What I keep coming back to is this:

This is two women talking about taking down another woman. I can’t stop thinking about it.

As much as I want to roll my eyes at this, and I very nearly dismissed all of it, I keep coming back to that line texted between two women talking about a third: People really want to hate on women.

The Mandy Lane movie is tedious to watch because of the way it handles Amber Heard’s beauty (and there is absolutely no denying her beauty: remember her at the beginning of Zombieland in 2009? Her 2011 turn as Chenault in The Rum Diary, where she was so stunningly gorgeous Johnny Depp left his French model wife?) This movie was made before all that, when she was a 20-year-old Austin native running around a *ranch in Bastrop allegedly 150 miles from the nearest gas station* as the quintessential–one might say apex–final girl.

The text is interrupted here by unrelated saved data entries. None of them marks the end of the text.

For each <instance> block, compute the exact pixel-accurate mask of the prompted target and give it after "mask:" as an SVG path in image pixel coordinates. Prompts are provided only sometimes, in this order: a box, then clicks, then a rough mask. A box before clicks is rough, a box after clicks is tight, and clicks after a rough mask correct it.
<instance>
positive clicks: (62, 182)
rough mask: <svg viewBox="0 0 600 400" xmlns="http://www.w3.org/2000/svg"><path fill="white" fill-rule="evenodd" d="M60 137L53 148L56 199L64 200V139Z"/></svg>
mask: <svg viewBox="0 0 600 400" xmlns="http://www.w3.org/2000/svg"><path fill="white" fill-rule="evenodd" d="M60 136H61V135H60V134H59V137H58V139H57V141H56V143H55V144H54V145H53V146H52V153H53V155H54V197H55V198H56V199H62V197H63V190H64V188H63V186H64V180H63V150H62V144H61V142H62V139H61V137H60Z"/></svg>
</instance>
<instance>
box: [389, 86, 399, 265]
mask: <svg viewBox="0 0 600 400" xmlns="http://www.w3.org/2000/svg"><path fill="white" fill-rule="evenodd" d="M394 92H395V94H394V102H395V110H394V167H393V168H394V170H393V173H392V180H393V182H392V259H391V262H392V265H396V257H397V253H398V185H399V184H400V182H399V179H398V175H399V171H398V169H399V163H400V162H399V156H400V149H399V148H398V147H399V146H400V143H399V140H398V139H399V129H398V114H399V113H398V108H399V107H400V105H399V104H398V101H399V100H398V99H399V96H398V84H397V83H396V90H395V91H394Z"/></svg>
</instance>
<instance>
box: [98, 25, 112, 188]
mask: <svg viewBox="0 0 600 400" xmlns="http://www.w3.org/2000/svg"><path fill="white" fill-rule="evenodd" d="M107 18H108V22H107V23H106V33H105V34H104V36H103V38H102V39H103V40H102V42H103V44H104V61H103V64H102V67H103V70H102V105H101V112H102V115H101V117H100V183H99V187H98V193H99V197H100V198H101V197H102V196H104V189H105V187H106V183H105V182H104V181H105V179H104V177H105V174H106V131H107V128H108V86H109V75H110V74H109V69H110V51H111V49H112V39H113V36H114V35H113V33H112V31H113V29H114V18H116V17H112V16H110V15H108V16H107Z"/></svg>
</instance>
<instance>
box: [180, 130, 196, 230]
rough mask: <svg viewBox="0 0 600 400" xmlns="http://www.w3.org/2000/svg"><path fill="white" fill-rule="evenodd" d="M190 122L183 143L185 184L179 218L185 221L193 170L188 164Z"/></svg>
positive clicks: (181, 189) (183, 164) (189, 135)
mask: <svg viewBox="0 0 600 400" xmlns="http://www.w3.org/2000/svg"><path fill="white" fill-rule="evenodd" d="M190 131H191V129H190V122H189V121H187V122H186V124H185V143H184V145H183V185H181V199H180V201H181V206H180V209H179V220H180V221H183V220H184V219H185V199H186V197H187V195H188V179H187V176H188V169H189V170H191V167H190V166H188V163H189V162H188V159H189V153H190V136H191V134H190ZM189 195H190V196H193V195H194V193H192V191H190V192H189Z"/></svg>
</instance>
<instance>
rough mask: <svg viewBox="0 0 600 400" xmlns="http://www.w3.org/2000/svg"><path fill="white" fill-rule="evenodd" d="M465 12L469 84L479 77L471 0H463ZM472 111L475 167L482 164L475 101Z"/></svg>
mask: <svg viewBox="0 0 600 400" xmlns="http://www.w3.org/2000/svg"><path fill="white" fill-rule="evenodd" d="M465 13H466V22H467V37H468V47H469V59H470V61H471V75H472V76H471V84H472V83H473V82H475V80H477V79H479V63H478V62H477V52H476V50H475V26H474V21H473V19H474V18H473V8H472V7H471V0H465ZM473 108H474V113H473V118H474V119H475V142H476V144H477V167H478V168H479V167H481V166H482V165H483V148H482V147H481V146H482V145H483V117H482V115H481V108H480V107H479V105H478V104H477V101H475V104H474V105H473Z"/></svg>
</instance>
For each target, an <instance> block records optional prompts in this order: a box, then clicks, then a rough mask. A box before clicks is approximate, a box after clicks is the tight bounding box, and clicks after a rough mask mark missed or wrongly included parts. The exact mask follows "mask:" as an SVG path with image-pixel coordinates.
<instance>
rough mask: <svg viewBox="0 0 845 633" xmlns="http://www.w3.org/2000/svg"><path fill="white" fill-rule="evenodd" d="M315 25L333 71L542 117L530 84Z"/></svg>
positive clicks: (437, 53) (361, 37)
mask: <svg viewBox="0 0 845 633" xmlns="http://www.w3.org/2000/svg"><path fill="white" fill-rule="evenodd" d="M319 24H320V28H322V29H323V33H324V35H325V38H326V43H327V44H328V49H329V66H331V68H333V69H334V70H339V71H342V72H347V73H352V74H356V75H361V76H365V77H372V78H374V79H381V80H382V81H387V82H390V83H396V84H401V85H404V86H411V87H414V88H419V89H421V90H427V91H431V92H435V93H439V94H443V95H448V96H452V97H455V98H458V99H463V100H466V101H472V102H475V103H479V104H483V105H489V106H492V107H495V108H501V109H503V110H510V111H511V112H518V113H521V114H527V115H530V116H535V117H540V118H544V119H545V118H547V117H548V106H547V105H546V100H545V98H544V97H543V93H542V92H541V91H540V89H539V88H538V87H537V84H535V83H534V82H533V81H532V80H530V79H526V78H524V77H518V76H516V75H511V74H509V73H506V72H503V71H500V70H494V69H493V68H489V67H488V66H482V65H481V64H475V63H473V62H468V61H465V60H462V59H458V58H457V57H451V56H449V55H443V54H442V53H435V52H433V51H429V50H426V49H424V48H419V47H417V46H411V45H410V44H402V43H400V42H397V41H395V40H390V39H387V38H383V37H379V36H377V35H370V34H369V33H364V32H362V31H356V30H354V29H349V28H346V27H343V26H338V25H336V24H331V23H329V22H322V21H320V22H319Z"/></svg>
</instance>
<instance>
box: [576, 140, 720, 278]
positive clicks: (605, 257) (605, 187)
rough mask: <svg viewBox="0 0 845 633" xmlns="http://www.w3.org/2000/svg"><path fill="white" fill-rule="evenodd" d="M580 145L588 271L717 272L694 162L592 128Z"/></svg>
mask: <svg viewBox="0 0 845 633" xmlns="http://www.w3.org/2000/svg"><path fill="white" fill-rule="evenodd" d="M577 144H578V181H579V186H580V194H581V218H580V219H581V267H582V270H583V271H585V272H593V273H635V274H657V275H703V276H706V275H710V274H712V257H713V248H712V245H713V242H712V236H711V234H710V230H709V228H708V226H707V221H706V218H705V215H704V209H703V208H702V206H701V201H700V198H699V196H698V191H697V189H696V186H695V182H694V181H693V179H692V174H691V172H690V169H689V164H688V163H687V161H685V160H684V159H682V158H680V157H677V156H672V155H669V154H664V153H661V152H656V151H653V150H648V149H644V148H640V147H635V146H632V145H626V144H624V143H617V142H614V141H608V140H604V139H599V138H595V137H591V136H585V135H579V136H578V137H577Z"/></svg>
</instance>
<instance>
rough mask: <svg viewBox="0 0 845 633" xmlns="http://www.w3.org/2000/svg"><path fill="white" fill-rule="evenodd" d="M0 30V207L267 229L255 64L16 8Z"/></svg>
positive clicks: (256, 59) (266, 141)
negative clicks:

In the movie, she resembles a cross between Bella Swann and Betty from the Riverdale series (indeed, Mike from the Twilight movies is one of the better presences in this horror movie). She is constantly pawing at her locks a la Kristen Stewart with her hairpiece, even in some really pivotal life-or-death scenes, and though she’s supposed to be a runner (the final girl has to be in shape enough to run!) her form is gawky at best.

Throughout the movie, the characters’ motivations are so flimsy that the final twists don’t shock because it’s been so hard to tell which character is deceitful and which is just played by a bad actor. The premise, though, is that all the boys are indeed in love with Mandy Lane, and that genuinely motivates every single action they take. It makes zero sense.

It’s hard to talk about Mandy Lane without giving away the end of Mandy Lane, but the idea is that it is supposed to be some sort of commentary about their focus on her, in hindsight. But to get there, you either have to see the twist coming (I did not) or endure this weird behavior the whole movie in order to get to the twist, which honestly does not hold up even when you look back at everyone’s actions through that lens.

I’m going to confess, I thought I knew the twist, and it involved everyone pretending to be so in love with Mandy to be faking it for very detailed conspiracy reasons (maybe that says more about me than the plot, but I’m convinced I read this in a review or spoiler somewhere). That would have made more sense. The people who died had more motivation to kill than the people who actually did the killing. And I think maybe that was the commentary. That beautiful women make us do stupid things.

So back to Blake Lively, and Johnny Depp running off with the co-star young enough to be his daughter, and this book on my nightstand about Helen of Troy, and the women who work as hired guns to take down other women. Yes, it is silly that Blake Lively’s haircare line flopped. In some contexts, it is really funny, as is the fact that Nicepool’s man bun is now part of a case presented in a court of law.

And we are forgetting the context of the movie that started all this. Mandy Lane is a slasher where dumb, good-looking kids (young Luke Grimes is in this one) are meant to get hurt, but It Ends with Us tackled domestic abuse in a way that resonated with a lot of people. I got annoyed because, in the end, the lesson was simply that Blake Lively’s Lily Bloom did not deserve to be abused because she was so beautiful and kind and good. Seriously. That’s what her knight in shimmering armor tells her (accidental Johnny Depp reference I’m rolling with): he says she saved him by looking out her window; he saw her pretty face and decided not to die. Her face saved him, like Helen’s launched a thousand ships. I got the impression, sitting in the theater, that those of us who don’t look like Blake Lively will probably need to fend for ourselves; furthermore, the implication that, if we aren’t perfect little sweet and kind angels, paragons of motherly virtue and patron saints of flowers, maybe we deserve what we get…that stung. It always does. So I almost jumped on the bandwagon when an actress’s public image took a hit, because it was gleeful and fun to do so.

Ultimately, though, I side with the creators, and in this case that means Colleen Hoover. I have never read a single Colleen Hoover book, but I’m not going to deride anyone who reaches that many people. If she wrote the book on men mistreating women and she sides with Blake Lively, flower puns and all, that’s enough to give me pause. It’s the other women’s words, the women destroying another woman for sport (and, yes, pay) that convinced me this is more than just a case of silly celebrities spatting over who gets more attention at the movie premiere.